The main reason for the above difference in the valuation of the companies is the fact that Total is largely a cash cow whereas the other two companies have significant growth. To be sure, Total has increased its earnings per share (EPS) only 7% since 2005 whereas Exxon and Chevron have grown their EPS by 64% and 108%, respectively. That's why the stock of Total has lost 23% since the end of 2005 whereas Exxon and Chevron have gained 50% and 96%, respectively.
In reference to the dividend yield, Total may be offering its shareholders double yield now but it does not seem capable of maintaining this difference from its peers in the future. More specifically, Total has increased its dividend by 45% since 2005 whereas the other two companies have doubled their dividend within the same period. Therefore, if the past experience is sustained, a long-term investor who wants to choose now among the three companies should keep in mind that the difference in dividends will be eliminated in about 15 years while the capital gains from Chevron and Exxon will be much greater than the ones from Total.
Total has stopped purchasing its shares since 2006 whereas Exxon and Chevron repurchase about 5% and 2% of their shares every year, respectively. If one takes into account these share buybacks, then the overall distribution to the shareholders of Exxon and Chevron becomes 7.5% and 5%, respectively, very close to Total's dividend yield.
Total has very low net debt, which is about 4 times its annual earnings. This is only slightly higher than the debt of Exxon and Chevron (3 and 2 times their annual earnings, respectively).
Total replaced only 93% of its reserves in 2012  whereas Exxon and Chevron replaced 119% and 112% of their reserves, respectively . Moreover, Total has 13 years of proved reserve life, which is comparable to Exxon (15 years) and Chevron (11.5 years).
Of course, the past performance of the companies is a paramount indicator for their future performance. That's why the past performance is the No. 1 criterion of Warren Buffett in his investments. Nevertheless, a company may improve or worsen its performance in the future.
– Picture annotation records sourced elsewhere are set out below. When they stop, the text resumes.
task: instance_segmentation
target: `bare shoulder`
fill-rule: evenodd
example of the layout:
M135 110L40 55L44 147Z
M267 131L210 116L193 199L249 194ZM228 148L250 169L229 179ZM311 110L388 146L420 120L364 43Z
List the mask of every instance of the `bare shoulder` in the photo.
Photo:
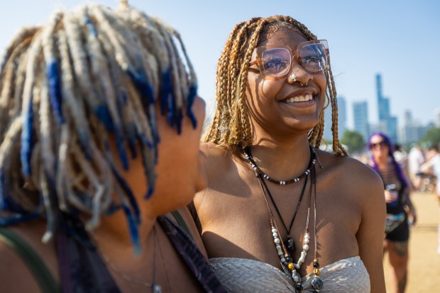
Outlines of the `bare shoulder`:
M37 227L14 228L9 231L24 241L45 263L53 276L57 280L57 264L52 243L41 243L43 233L37 236ZM43 232L44 230L43 231ZM0 240L0 284L8 292L40 292L34 276L25 261L13 249L11 242Z
M363 199L382 201L383 184L376 172L362 162L348 156L318 151L326 176L340 182L351 194ZM366 197L368 195L368 197Z
M196 226L195 223L194 222L194 219L191 213L188 210L187 207L182 207L178 209L179 214L183 218L183 220L187 223L189 231L191 232L191 236L194 240L194 242L197 245L202 253L203 253L205 258L208 258L208 255L207 255L207 251L204 248L204 245L202 241L202 237L200 237L200 234L199 233L199 231L197 230L197 227Z
M207 157L205 169L209 182L211 182L210 179L227 174L235 168L236 156L233 151L212 143L202 143L200 149Z

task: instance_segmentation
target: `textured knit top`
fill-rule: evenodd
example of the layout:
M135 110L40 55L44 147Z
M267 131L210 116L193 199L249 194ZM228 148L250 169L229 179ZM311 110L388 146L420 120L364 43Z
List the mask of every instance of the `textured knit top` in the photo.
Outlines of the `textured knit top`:
M211 267L231 293L296 292L293 283L280 269L258 260L233 258L209 260ZM302 293L312 293L314 275L302 279ZM339 260L321 268L320 293L369 293L370 275L359 256Z

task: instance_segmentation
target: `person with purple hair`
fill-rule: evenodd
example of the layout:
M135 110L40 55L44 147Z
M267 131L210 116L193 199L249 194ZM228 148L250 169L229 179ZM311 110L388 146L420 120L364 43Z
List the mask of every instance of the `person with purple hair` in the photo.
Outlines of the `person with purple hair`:
M392 268L392 285L395 292L404 292L408 274L408 214L413 224L416 213L409 198L410 185L399 163L394 157L394 148L390 138L382 133L373 133L368 139L371 151L370 166L383 181L387 203L387 222L384 253L388 252Z

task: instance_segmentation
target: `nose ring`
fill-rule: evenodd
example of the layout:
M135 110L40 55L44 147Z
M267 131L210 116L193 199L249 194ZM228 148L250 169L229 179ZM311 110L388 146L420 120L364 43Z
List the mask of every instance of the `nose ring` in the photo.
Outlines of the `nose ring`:
M296 81L297 77L295 75L295 73L291 73L290 75L289 75L289 78L287 78L287 82L289 82L290 84L292 84Z

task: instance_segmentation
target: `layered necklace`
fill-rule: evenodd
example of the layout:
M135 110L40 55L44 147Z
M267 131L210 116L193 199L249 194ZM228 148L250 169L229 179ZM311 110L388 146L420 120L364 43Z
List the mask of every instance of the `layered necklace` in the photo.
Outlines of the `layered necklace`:
M318 261L318 254L317 254L317 178L316 178L316 170L314 167L314 164L316 162L317 158L317 154L314 148L312 146L310 147L310 161L309 162L309 165L306 171L301 175L300 176L293 178L290 180L287 181L279 181L276 180L265 172L263 172L256 165L253 157L252 157L252 154L251 153L250 148L243 148L243 152L245 154L245 157L252 166L252 168L254 170L255 172L255 175L258 179L258 182L261 189L263 190L263 194L264 196L264 199L268 206L268 209L269 211L269 215L270 218L270 231L272 233L272 236L273 237L273 242L275 243L276 251L280 258L280 263L281 264L281 267L282 268L285 274L287 276L287 277L293 282L295 286L295 289L298 291L302 291L303 289L303 286L301 284L301 276L298 272L299 268L301 267L301 265L302 265L304 261L306 256L307 255L307 251L309 250L309 243L310 242L310 234L309 229L309 223L310 219L310 209L311 209L311 204L312 204L312 193L314 194L314 260L313 260L313 267L314 267L314 277L312 280L312 287L315 289L314 292L319 292L319 290L322 288L324 282L322 279L321 279L319 276L320 275L319 270L319 262ZM319 164L321 165L321 164ZM293 226L293 222L295 221L295 217L299 209L299 206L301 204L301 201L302 200L304 190L307 184L307 178L309 177L309 175L311 177L311 182L310 182L310 192L309 194L309 207L307 209L307 218L306 222L305 231L303 238L302 243L302 250L301 251L301 255L298 259L298 260L295 262L293 261L293 258L292 257L292 254L295 250L295 243L293 239L290 236L290 231L292 227ZM298 200L298 203L297 204L297 207L293 216L293 219L292 222L290 223L290 226L289 228L287 228L287 225L284 223L282 220L282 217L278 210L278 208L273 200L273 197L270 194L269 188L265 182L265 179L270 181L271 182L280 184L280 185L285 185L287 184L297 182L301 180L301 179L304 178L304 183L302 187L302 189L301 191L301 195L299 196L299 199ZM280 229L278 228L278 226L277 222L273 216L273 214L272 212L272 209L270 209L270 206L269 205L269 202L268 201L268 197L270 199L273 206L278 214L278 216L281 219L285 228L286 230L287 234L287 239L285 241L282 241L281 239L280 234L279 233Z
M149 288L153 293L162 293L162 287L156 282L156 245L159 246L159 250L160 250L160 255L161 255L160 256L163 259L163 255L162 255L162 250L160 250L160 244L157 243L157 242L158 241L158 238L156 235L155 229L156 229L155 226L153 226L153 233L154 234L153 235L153 282L152 283L145 282L143 280L132 278L131 277L128 276L128 275L122 272L121 270L119 270L119 268L116 265L116 264L111 262L111 260L110 260L110 258L109 258L107 255L104 253L104 251L101 251L101 255L102 255L105 262L109 265L109 267L111 269L111 270L116 272L125 281L128 282L129 283L132 283L132 284L135 284L137 285L143 286L146 288ZM95 239L95 243L96 243L96 239ZM166 270L165 270L165 272L166 272ZM169 283L167 277L168 276L166 275L167 280L168 281L168 283Z

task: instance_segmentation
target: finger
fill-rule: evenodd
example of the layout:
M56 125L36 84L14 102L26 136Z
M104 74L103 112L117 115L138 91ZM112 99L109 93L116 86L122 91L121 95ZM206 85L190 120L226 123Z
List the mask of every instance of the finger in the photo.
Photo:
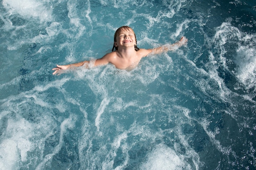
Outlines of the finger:
M54 71L54 72L53 72L53 73L52 73L52 74L53 74L53 75L55 75L55 74L56 74L57 72L58 72L58 70L56 70L56 71Z

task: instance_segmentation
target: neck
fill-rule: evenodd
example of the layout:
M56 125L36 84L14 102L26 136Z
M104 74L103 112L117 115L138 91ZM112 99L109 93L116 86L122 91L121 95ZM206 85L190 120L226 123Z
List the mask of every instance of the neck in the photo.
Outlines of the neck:
M120 49L119 48L118 50L118 53L122 58L130 58L132 56L134 56L136 53L134 47L123 48Z

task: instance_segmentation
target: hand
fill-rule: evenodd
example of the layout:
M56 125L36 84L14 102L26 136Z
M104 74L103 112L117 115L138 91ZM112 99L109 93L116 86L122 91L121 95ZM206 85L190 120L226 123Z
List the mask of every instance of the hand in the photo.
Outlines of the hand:
M55 70L55 71L52 73L53 75L55 75L58 73L59 71L61 70L66 70L70 66L69 65L65 65L63 66L59 66L57 64L57 67L55 67L55 68L52 68L52 70Z

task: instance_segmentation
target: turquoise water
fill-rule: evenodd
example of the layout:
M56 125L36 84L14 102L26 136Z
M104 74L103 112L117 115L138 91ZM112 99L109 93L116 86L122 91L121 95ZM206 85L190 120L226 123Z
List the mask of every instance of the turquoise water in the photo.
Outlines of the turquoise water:
M256 2L0 0L0 169L256 168ZM187 44L52 75L111 51Z

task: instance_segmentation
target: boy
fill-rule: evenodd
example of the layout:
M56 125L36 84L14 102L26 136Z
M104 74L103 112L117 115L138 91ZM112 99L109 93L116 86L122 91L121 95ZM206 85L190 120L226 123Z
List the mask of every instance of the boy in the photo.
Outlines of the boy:
M117 68L129 69L137 66L141 59L150 53L159 54L164 51L174 50L184 45L188 41L186 38L182 37L175 43L166 44L153 49L139 49L137 46L137 41L134 31L128 26L123 26L116 31L114 37L114 46L112 52L102 58L97 59L93 66L106 65L109 63L114 65ZM115 51L113 51L114 49ZM66 70L71 66L79 67L90 61L84 61L77 63L60 66L52 69L55 71L52 73L58 73L61 70Z

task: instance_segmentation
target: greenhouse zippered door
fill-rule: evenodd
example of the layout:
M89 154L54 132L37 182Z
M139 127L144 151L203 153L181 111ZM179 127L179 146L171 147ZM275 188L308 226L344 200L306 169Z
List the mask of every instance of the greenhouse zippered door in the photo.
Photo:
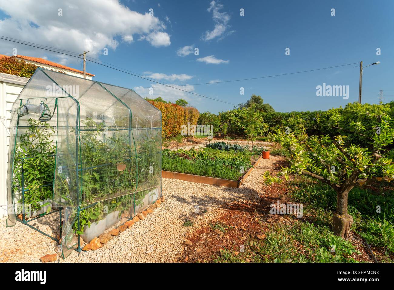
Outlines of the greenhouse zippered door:
M7 226L60 241L63 258L161 196L161 113L132 89L38 68L10 128ZM33 224L57 211L52 234Z

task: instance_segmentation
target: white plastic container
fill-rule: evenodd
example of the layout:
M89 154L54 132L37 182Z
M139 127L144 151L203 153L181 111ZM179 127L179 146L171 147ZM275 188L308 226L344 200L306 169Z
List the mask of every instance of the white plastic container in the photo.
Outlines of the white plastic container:
M82 238L87 243L89 243L96 237L98 236L105 231L106 222L106 219L104 219L92 223L90 225L90 227L85 225L84 227L84 234L81 235Z
M120 212L117 210L116 212L110 212L107 215L105 218L106 229L109 229L121 220L120 213Z

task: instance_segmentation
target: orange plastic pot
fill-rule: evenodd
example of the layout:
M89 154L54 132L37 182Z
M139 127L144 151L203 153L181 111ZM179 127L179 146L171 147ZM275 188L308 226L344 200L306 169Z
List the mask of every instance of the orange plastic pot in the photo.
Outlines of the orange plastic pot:
M263 151L263 159L269 159L269 151Z

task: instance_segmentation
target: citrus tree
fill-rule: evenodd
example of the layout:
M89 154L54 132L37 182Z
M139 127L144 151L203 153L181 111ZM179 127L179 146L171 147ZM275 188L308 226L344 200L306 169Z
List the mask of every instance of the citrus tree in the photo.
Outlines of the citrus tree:
M349 124L349 128L368 138L368 147L348 144L346 136L342 135L308 137L304 134L297 137L294 133L281 130L272 134L273 140L286 148L291 156L289 166L282 167L279 175L286 179L291 173L307 175L335 191L336 207L333 230L342 238L351 237L353 218L348 212L348 197L351 190L355 186L394 179L394 150L390 147L394 139L392 120L387 115L375 117L374 125L367 128L359 123ZM338 118L340 116L337 115L333 122L337 123ZM264 176L267 183L278 180L269 173Z

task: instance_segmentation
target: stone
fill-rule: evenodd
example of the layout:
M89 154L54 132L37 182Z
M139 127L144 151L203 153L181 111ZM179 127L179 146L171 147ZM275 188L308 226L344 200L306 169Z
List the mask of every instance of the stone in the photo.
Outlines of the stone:
M134 217L133 218L133 219L132 219L131 220L132 220L134 223L136 223L137 221L139 221L140 220L139 219L139 218L137 216L136 216Z
M54 262L58 259L57 254L48 254L40 258L40 260L43 263L46 263L48 262Z
M125 231L126 229L127 228L127 226L126 225L122 225L118 227L118 229L119 230L119 231L121 232L123 232Z
M256 234L256 236L259 240L262 240L266 237L266 235L263 234Z
M123 212L122 213L122 214L121 215L121 218L128 217L129 214L130 213L128 210L124 210Z
M143 214L142 212L140 212L139 214L137 215L137 216L138 216L138 218L139 219L143 219L144 218L145 218L145 216L144 216L144 214Z
M97 250L101 247L101 244L100 242L100 239L97 237L95 238L82 248L84 251L91 251Z
M108 232L108 233L112 236L117 236L119 234L119 230L117 229L113 229Z
M150 206L149 206L149 208L150 209L151 209L152 210L154 210L155 208L156 208L156 206L154 204L151 204Z
M220 230L218 230L217 229L214 231L214 232L218 236L222 236L223 235L223 232L220 231Z
M113 237L110 234L102 234L98 236L100 238L100 242L101 244L106 244L110 240L113 238Z
M133 220L127 221L125 223L125 225L127 227L128 229L130 229L134 225L134 222Z

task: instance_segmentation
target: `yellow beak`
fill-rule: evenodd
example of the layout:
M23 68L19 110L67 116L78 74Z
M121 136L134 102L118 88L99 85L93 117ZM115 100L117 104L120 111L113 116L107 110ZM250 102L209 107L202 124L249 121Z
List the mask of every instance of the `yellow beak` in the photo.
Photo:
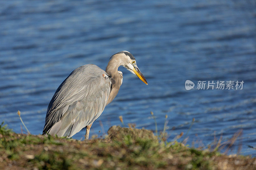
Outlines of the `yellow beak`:
M142 80L142 81L145 83L147 85L148 85L148 82L147 82L146 78L145 78L143 76L143 75L141 72L140 72L140 70L139 70L139 68L137 67L134 67L132 69L132 70L134 71L134 72L135 73L136 75L137 75L140 80Z

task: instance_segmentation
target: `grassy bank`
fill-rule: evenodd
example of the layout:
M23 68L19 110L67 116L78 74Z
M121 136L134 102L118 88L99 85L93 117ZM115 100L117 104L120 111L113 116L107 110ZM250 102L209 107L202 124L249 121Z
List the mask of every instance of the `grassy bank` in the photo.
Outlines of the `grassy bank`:
M15 133L0 127L0 169L255 169L256 159L159 142L148 130L113 126L87 141Z

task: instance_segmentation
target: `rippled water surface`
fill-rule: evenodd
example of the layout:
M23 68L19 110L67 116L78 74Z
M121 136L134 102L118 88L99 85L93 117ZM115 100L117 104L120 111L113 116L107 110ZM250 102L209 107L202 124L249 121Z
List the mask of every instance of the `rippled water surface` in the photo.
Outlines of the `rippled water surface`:
M30 132L41 133L48 105L73 70L88 63L104 69L111 55L126 50L148 85L120 67L119 92L91 136L120 124L120 115L126 124L154 130L152 111L160 130L168 115L169 140L188 131L188 144L207 146L214 136L224 141L243 129L230 153L242 146L240 153L255 156L248 145L256 147L256 5L252 0L2 0L0 121L20 132L20 110ZM244 83L242 90L187 91L186 80Z

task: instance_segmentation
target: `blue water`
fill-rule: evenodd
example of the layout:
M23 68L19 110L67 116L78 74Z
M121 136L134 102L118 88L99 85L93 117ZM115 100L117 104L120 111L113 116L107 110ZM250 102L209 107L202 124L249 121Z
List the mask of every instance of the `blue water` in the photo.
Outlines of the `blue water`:
M214 136L224 142L242 129L228 153L255 156L248 146L256 147L256 31L252 0L2 0L0 121L20 133L19 110L30 131L41 134L48 104L72 71L88 63L104 69L126 50L148 85L120 67L119 92L91 136L120 124L120 115L126 125L154 130L152 111L158 129L168 115L169 141L195 118L187 144L206 147ZM187 80L194 89L185 89ZM196 90L199 80L244 83L242 90Z

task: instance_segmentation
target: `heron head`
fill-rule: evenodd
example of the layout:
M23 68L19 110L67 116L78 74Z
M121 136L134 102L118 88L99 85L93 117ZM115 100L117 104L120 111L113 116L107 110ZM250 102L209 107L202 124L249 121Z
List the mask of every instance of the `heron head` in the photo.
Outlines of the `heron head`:
M140 80L148 85L148 82L143 75L140 71L138 66L137 66L135 58L132 55L126 51L121 51L117 54L121 55L122 61L121 65L124 67L132 73L136 75Z

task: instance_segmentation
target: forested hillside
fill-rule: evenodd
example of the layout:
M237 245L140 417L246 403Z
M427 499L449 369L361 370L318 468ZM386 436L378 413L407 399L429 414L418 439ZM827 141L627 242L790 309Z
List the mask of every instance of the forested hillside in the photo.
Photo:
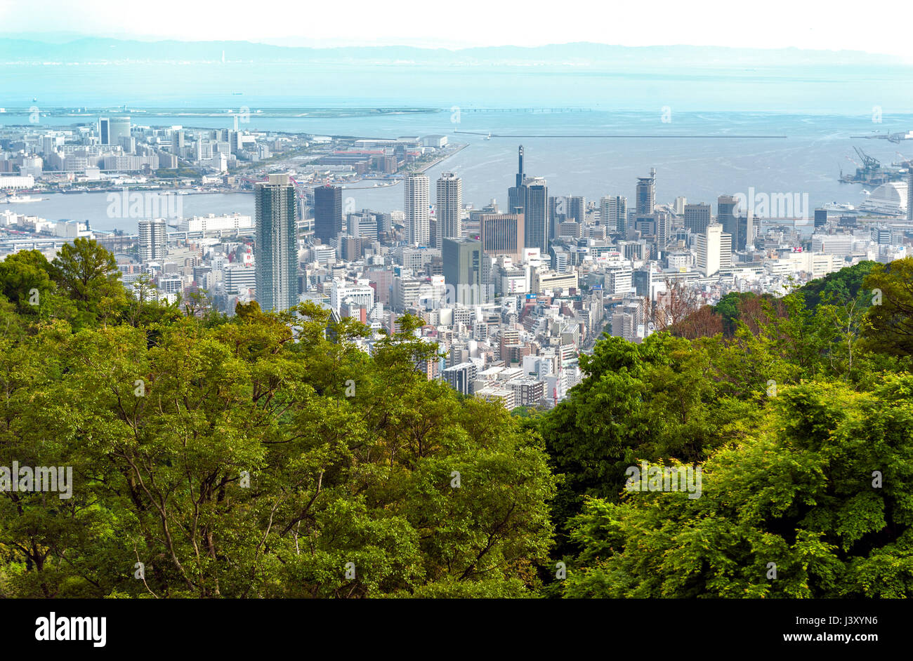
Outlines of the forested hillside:
M520 417L426 380L415 318L368 356L312 305L142 301L84 239L11 255L0 467L72 480L0 472L0 596L913 595L913 259L854 268L607 337Z

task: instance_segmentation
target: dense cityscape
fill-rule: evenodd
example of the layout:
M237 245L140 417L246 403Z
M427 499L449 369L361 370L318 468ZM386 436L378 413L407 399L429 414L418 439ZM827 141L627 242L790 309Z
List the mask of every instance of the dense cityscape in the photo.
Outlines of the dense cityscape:
M251 301L276 312L311 301L367 325L358 344L369 353L414 315L437 349L429 379L512 410L564 398L603 331L639 343L731 293L782 295L913 244L908 161L858 208L810 210L807 195L753 189L689 201L664 191L656 170L598 201L556 195L519 146L502 201L477 206L456 174L423 173L463 147L458 134L345 139L239 120L250 113L232 129L140 126L122 113L67 129L5 127L0 202L92 194L138 232L7 209L0 255L52 259L63 242L92 238L125 285L151 284L143 295L202 294L229 315ZM347 191L360 183L399 185L403 209L353 208ZM252 194L256 213L184 216L182 196L203 191Z
M0 2L0 634L902 641L876 9Z

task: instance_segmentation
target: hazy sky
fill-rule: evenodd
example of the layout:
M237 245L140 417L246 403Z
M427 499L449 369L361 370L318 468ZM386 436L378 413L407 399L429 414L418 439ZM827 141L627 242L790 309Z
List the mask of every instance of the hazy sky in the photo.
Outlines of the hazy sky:
M863 50L910 58L913 5L827 0L0 0L0 32L299 46L594 41ZM74 35L75 36L76 35Z

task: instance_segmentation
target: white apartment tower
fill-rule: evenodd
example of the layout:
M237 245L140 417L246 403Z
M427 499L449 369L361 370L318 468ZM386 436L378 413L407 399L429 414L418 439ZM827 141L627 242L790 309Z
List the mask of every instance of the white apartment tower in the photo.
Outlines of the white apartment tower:
M453 172L444 172L437 180L436 248L441 248L444 239L458 239L463 235L460 213L463 211L463 180Z
M719 273L722 253L723 226L714 222L698 233L698 270L709 277Z
M406 241L412 245L427 245L430 232L428 177L411 172L403 187Z
M163 259L168 245L168 226L165 219L142 220L137 224L140 235L140 261L154 262Z

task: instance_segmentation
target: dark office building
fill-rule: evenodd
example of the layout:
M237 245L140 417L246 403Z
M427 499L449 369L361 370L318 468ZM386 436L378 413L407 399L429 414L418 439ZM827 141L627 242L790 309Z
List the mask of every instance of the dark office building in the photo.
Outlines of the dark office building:
M520 187L523 199L523 245L549 253L549 187L541 177L529 178Z
M522 186L523 180L526 179L526 173L523 171L523 145L519 146L519 150L518 152L518 166L517 166L517 179L513 186L508 189L508 212L509 213L522 213L523 212L523 193Z
M635 200L635 213L645 216L653 213L656 205L656 170L650 169L649 177L637 178L637 194Z
M723 232L735 236L739 233L739 198L720 195L717 198L717 222L723 226Z
M314 238L330 243L342 232L342 189L320 186L314 189Z
M467 305L485 302L482 287L482 243L472 239L441 242L444 283L452 285L455 300Z
M288 310L299 293L295 187L288 174L270 174L257 184L254 199L257 302L264 311Z
M685 205L685 229L695 234L704 232L712 222L709 204Z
For instance, Total has set a goal to increase its daily production from 2.4 to 3.0 M barrels/day in the next 5 years . As the company has already started developing all the projects that will drive growth till 2015  and 90% of the projects with a horizon till 2017, it is very likely that the company will accomplish its goal. As per the sensitivity analysis of Total, every 10% raise in the upstream volume, will raise its earnings by $1.5B , which means that the above accomplishment will raise its current earnings by about 25%. This is a significant improvement for Total, though still insufficient to outperform its two competitors.
Conclusively, Chevron and Exxon (in this order) have exhibited a much better performance than Total in terms of growth of earnings and dividends in the past. Therefore, I would recommend these two companies over Total. Only if an investor is particularly interested in the dividend yield of the next few years, Total may be the most appropriate choice for that investor, though the capital gain from the other two companies is likely to exceed the overall return of Total.
As the stock of Total has gone nowhere in the last 4 years (range trading between $42 and $65), if one insists on investing in Total, I would recommend waiting for a temporary correction to the support at $46 in order to enrich the high dividend yield with a significant potential capital gain.
Disclosure: I am long CVX, XOM. I wrote this article myself, and it expresses my own opinions. I am not receiving compensation for it (other than from Seeking Alpha). I have no business relationship with any company whose stock is mentioned in this article.